Dr Edward Joy will be the UK-science lead for the Centre’s project “Fruits and Vegetables for Sustainable Healthy Diets (FRESH)- Expanded Network with UK Partners (FRESH-EN UP)”. In this interview he discusses his scientific background, the focus of the research and how LSHTM will be collaborating with CGIAR on this project.


Edward Joy is Assistant Professor in the Nutrition Group at LSHTM. He is also a Senior Research Fellow at Rothamsted Research. His research focuses on improving nutrition outcomes through agriculture and food system interventions. Edward leads LSHTM’s contribution to the MAPS project, which is developing an online tool to improve access to data on micronutrient status of populations and food systems, and enables users to explore the potential effectiveness of different interventions in sub-Saharan Africa. He was co-lead investigator on the GeoNutrition project, informing strategies to alleviate micronutrient deficiencies (MNDs) primarily in Ethiopia and Malawi. Much of his work involves integrating and analysing large-scale spatial datasets. Sometimes his work is field-based, including implementation of the AHHA trial and, in previous projects, conducting agronomic trials and soil/crop sampling.

Q. What is your academic and professional background and how has it shaped your current thinking?

I am interested in identifying and using agricultural innovations and adaptations to improve nutrition outcomes and reduce health inequalities. As this is an inter-disciplinary topic I am fortunate to work with colleagues in my joint role at LSHTM and Rothamsted Research, with expertise spanning the domains of agriculture and public health.

My current thinking – including on the role of research and capacity exchange in tackling malnutrition – has been strongly influenced by the people I’ve worked with (supervisors, colleagues, collaborators, and students). The GeoNutrition ( and Micronutrient Action Policy Support (MAPS) projects, with funding from the Gates Foundation and the UK Biotechnology and Biological Sciences Research Council, have been particularly formative for me. These projects, which focus on micronutrient malnutrition in sub-Saharan Africa, have been very intentional about building and sustaining equitable research partnerships, working in particular depth in Ethiopia and Malawi. It has been rewarding to see these partnerships translate into high impact research.

Q. What are your goals for this project? 

The initial phase of this project focuses on partnership building, primarily between LSHTM, IFPRI and Sokoine University of Agriculture, where the latter two partners lead the FRESH initiative in Tanzania. The goal of the FRESH initiative is to improve nutrition through increased fruit and vegetable (F&V) consumption in rural Tanzania, particularly for nutritionally vulnerable population groups. We will use this partnership building phase to conduct preliminary research into underlying barriers to adequate F&V consumption, and to co-design intervention options. We will also work to build the sustainability of the partnership itself, including strengthening finance and administrative capacity.

Q. Why the focus on Tanzania?

Tanzania is one of the focus countries of the FRESH initiative, and this project will build from existing work and partnerships. Tanzania has achieved huge improvements in health and development over recent years, for example infant mortality has more than halved since 2000. However, malnutrition including micronutrient deficiencies remains a problem, with low average consumption of nutrient-dense foods including fruits and vegetables. 65% of households in Tanzania are directly involved in agriculture, mostly smallholder, rainfed crop production (agriculture that relies on rainwater), which is a precarious livelihood even before considering the challenges posed by climate change and price shocks.
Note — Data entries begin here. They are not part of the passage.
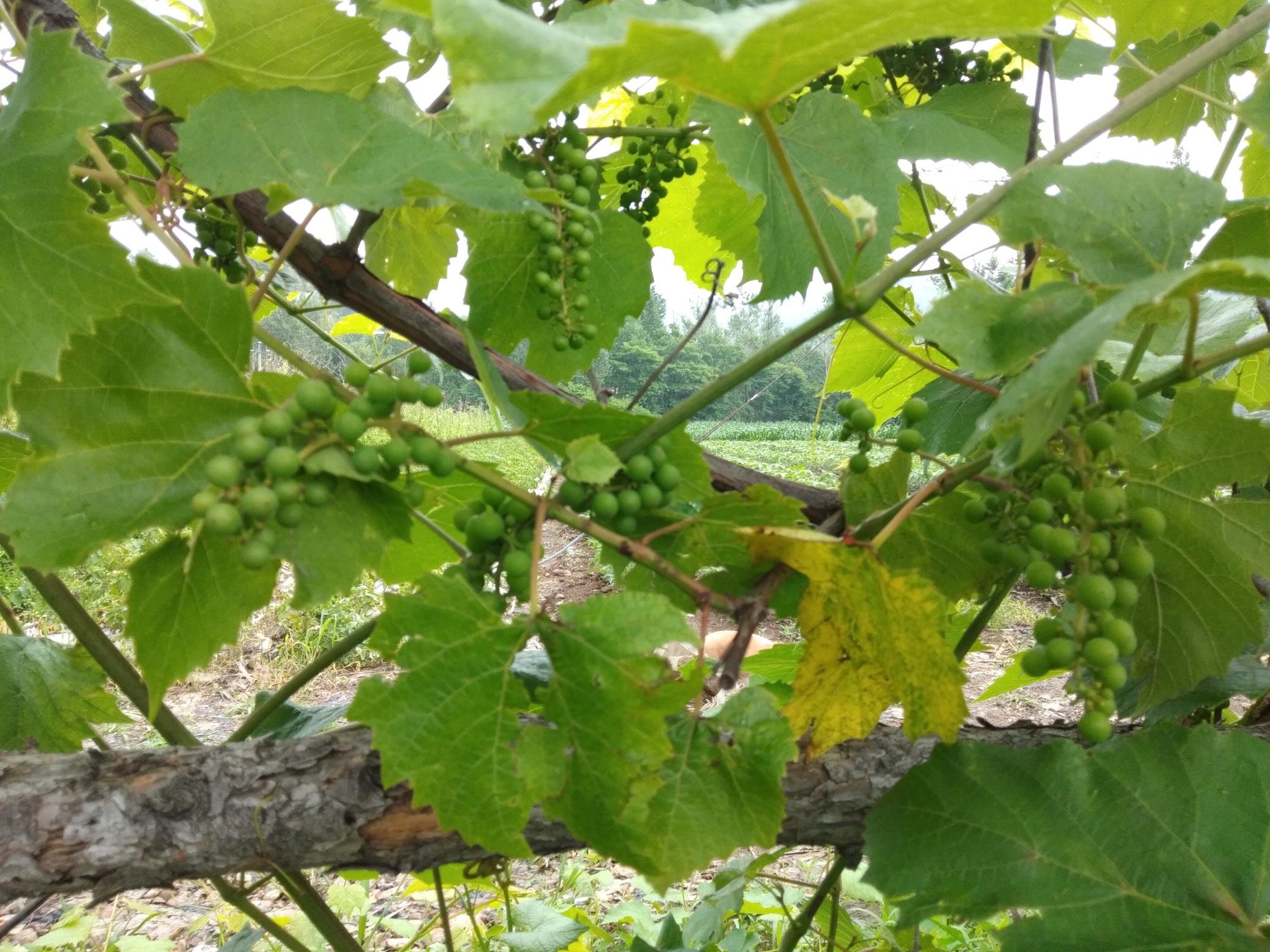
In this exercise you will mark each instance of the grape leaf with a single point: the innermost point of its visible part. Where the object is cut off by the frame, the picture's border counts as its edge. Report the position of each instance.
(13, 451)
(511, 71)
(450, 721)
(141, 36)
(1146, 20)
(536, 927)
(1036, 402)
(61, 270)
(944, 547)
(832, 148)
(722, 788)
(412, 248)
(951, 411)
(1199, 608)
(333, 545)
(609, 700)
(873, 639)
(504, 301)
(291, 720)
(711, 544)
(554, 423)
(121, 439)
(329, 149)
(992, 334)
(277, 43)
(51, 694)
(977, 122)
(181, 616)
(877, 488)
(1125, 847)
(1117, 221)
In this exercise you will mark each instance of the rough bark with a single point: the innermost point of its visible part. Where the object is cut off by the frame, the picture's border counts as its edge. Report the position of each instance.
(109, 821)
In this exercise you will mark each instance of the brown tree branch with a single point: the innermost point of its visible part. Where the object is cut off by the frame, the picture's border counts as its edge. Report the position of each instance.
(132, 819)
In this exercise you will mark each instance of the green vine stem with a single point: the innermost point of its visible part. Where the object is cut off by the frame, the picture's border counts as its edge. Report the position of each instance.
(983, 616)
(303, 677)
(869, 291)
(800, 923)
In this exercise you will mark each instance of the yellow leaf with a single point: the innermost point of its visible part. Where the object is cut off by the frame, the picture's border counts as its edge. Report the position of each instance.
(873, 639)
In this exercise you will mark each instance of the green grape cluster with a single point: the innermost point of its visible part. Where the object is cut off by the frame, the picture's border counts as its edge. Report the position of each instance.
(217, 240)
(859, 420)
(100, 193)
(565, 235)
(1070, 527)
(647, 481)
(930, 65)
(499, 533)
(658, 160)
(263, 486)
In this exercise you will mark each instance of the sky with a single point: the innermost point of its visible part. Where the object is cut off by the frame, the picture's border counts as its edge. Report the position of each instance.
(1080, 102)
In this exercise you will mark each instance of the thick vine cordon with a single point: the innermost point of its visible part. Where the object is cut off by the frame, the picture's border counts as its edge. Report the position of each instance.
(1069, 526)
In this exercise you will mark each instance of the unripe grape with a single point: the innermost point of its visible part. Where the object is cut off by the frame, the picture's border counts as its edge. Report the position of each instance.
(282, 463)
(365, 460)
(1044, 630)
(667, 477)
(350, 427)
(315, 398)
(1040, 511)
(1095, 592)
(1113, 676)
(225, 471)
(395, 452)
(1103, 503)
(572, 494)
(223, 519)
(909, 441)
(1125, 593)
(1036, 662)
(1119, 632)
(252, 447)
(357, 373)
(915, 410)
(1120, 395)
(318, 494)
(290, 514)
(1099, 436)
(1148, 524)
(424, 450)
(1062, 653)
(255, 555)
(629, 502)
(517, 563)
(382, 390)
(1042, 574)
(1062, 545)
(605, 505)
(1056, 486)
(418, 362)
(445, 464)
(1095, 726)
(639, 467)
(205, 500)
(1137, 563)
(409, 390)
(277, 424)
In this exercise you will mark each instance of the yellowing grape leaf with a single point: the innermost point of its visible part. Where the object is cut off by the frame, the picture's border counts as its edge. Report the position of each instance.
(873, 639)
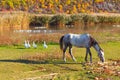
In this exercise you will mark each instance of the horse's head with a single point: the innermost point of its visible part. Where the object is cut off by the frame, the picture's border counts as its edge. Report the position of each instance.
(101, 55)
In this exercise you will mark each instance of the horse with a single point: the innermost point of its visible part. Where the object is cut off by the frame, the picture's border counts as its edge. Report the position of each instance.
(80, 41)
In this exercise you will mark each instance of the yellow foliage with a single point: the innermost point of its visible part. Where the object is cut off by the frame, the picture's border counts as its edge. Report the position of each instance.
(99, 0)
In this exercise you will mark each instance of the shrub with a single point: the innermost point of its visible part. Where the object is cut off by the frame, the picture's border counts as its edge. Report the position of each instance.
(58, 20)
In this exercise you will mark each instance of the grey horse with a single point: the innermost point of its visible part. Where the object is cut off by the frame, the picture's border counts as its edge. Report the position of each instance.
(80, 41)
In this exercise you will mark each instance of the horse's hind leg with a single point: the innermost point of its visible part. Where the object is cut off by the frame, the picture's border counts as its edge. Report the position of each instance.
(88, 51)
(70, 51)
(64, 52)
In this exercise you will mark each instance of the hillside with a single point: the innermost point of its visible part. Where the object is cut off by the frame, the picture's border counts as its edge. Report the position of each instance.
(61, 6)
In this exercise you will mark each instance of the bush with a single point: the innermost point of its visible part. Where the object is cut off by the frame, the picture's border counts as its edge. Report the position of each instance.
(58, 20)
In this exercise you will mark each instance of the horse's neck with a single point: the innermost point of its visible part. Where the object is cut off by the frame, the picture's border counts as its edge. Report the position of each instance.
(96, 47)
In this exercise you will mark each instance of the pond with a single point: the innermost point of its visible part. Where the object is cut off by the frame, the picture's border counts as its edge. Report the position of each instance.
(98, 27)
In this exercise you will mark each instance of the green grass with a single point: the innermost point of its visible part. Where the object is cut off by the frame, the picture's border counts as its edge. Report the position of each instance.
(17, 63)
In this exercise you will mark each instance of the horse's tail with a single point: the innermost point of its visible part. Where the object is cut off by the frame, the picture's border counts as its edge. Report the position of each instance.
(61, 42)
(92, 41)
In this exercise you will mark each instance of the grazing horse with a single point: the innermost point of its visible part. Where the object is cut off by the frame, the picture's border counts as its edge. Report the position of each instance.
(81, 41)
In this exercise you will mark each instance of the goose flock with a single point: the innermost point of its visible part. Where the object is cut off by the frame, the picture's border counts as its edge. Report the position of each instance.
(34, 45)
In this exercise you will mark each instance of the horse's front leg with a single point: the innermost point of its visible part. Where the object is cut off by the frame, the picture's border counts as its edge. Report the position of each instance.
(64, 52)
(87, 51)
(70, 51)
(90, 55)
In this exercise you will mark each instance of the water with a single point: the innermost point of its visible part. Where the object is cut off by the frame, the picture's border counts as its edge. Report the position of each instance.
(104, 27)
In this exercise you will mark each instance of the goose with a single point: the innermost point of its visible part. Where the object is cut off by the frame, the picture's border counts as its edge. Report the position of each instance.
(34, 45)
(45, 45)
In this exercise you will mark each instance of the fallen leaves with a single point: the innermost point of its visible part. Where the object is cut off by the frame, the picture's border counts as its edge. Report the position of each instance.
(111, 68)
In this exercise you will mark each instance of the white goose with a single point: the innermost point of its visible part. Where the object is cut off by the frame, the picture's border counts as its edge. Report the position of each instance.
(45, 45)
(34, 45)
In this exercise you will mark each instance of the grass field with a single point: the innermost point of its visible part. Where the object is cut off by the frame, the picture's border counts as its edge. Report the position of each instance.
(18, 63)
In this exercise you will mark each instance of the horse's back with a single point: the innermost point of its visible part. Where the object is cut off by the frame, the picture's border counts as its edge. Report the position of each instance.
(79, 40)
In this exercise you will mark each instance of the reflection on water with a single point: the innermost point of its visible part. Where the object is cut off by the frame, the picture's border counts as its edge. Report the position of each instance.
(64, 29)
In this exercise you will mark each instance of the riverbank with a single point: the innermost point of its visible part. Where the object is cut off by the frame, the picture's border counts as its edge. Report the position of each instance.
(11, 21)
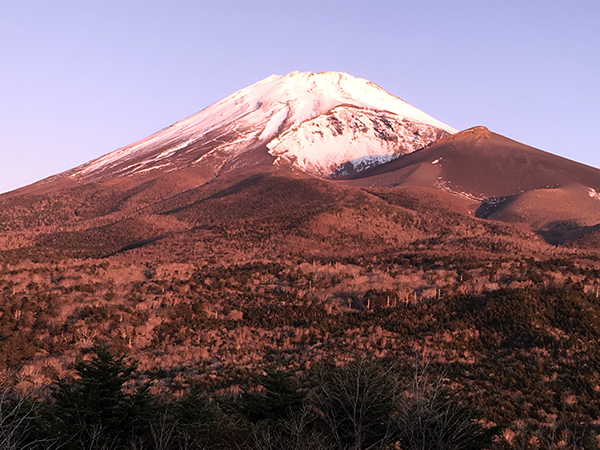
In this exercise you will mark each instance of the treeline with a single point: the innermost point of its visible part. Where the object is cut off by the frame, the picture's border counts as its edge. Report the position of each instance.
(364, 404)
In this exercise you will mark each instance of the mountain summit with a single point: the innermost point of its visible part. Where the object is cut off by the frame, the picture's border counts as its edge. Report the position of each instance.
(313, 122)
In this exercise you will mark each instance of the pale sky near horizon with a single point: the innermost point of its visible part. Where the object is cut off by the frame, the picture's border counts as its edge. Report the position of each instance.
(80, 79)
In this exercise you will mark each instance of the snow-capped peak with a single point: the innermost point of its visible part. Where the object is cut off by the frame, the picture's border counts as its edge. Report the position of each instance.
(313, 121)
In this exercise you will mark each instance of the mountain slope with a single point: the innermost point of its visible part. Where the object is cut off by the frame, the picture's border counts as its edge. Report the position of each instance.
(296, 116)
(503, 179)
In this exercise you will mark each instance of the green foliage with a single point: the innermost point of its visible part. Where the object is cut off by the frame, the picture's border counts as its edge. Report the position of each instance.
(95, 409)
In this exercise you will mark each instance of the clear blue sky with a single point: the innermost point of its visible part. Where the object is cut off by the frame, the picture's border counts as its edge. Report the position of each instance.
(79, 78)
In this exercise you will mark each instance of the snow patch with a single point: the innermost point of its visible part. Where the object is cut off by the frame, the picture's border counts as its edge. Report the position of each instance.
(362, 163)
(292, 115)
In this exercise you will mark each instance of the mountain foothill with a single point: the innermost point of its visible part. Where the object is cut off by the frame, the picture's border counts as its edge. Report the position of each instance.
(314, 218)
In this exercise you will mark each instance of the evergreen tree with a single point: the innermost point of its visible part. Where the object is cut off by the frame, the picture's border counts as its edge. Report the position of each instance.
(95, 411)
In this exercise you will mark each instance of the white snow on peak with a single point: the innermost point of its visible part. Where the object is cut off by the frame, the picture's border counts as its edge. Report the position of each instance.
(270, 112)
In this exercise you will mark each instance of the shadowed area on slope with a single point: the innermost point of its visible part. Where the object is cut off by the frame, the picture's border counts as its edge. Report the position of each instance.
(504, 180)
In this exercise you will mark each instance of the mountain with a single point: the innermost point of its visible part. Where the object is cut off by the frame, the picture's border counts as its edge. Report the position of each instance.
(311, 122)
(310, 218)
(328, 136)
(502, 180)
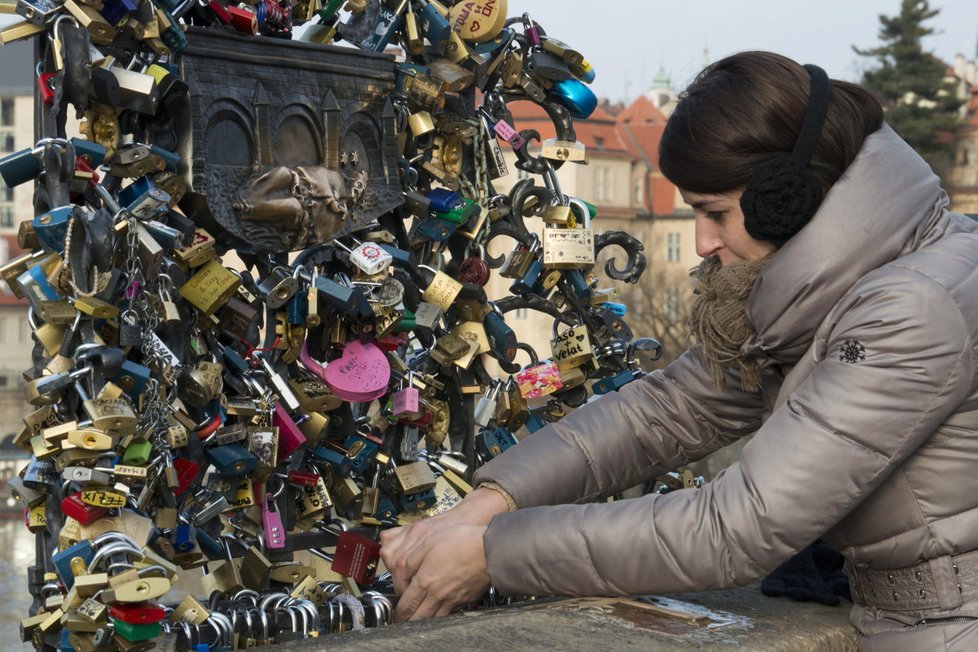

Q. How will LSHTM’s previous work on this subject contribute to the project?

LSHTM is at the forefront of research and policy translation on the links between agriculture and nutrition, including through the Agriculture, Nutrition and Health Academy, and a growing collection of projects under the new Centre on Climate Change and Planetary Health. The Nutrition Group have relevant expertise in food system and population nutritional assessment (for example the MAPS project), and in the co-design and evaluation of interventions to increase F&V consumption in low-income, rural contexts (for example the UPAVAN project). Recently, we’ve been working with the Tanzania Food and Nutrition Centre to support food fortification policy decisions through analysis of National Household Panel Survey data, and we look forward to continuing this collaboration.

Q. Why will collaboration between the scientific partners be so important on this project? 

Each partner will bring a unique set of skills, experiences and perspectives to the project. We will devote time and energy to the collaboration process, as we want to build a sustainable and equitable partnership as the basis for future research activities.

Q. How do you see this project evolving over the next few years?

Our ambition is to work with national stakeholders in support of their nutrition and development priorities, particularly around enabling access to nutritious diets through sustainable and resilient agricultural production systems. While F&V consumption is our initial focus, we may in future consider complementary approaches to increase the nutritional quality of diets, including soil management and the use of ‘biofortified’ staple crops.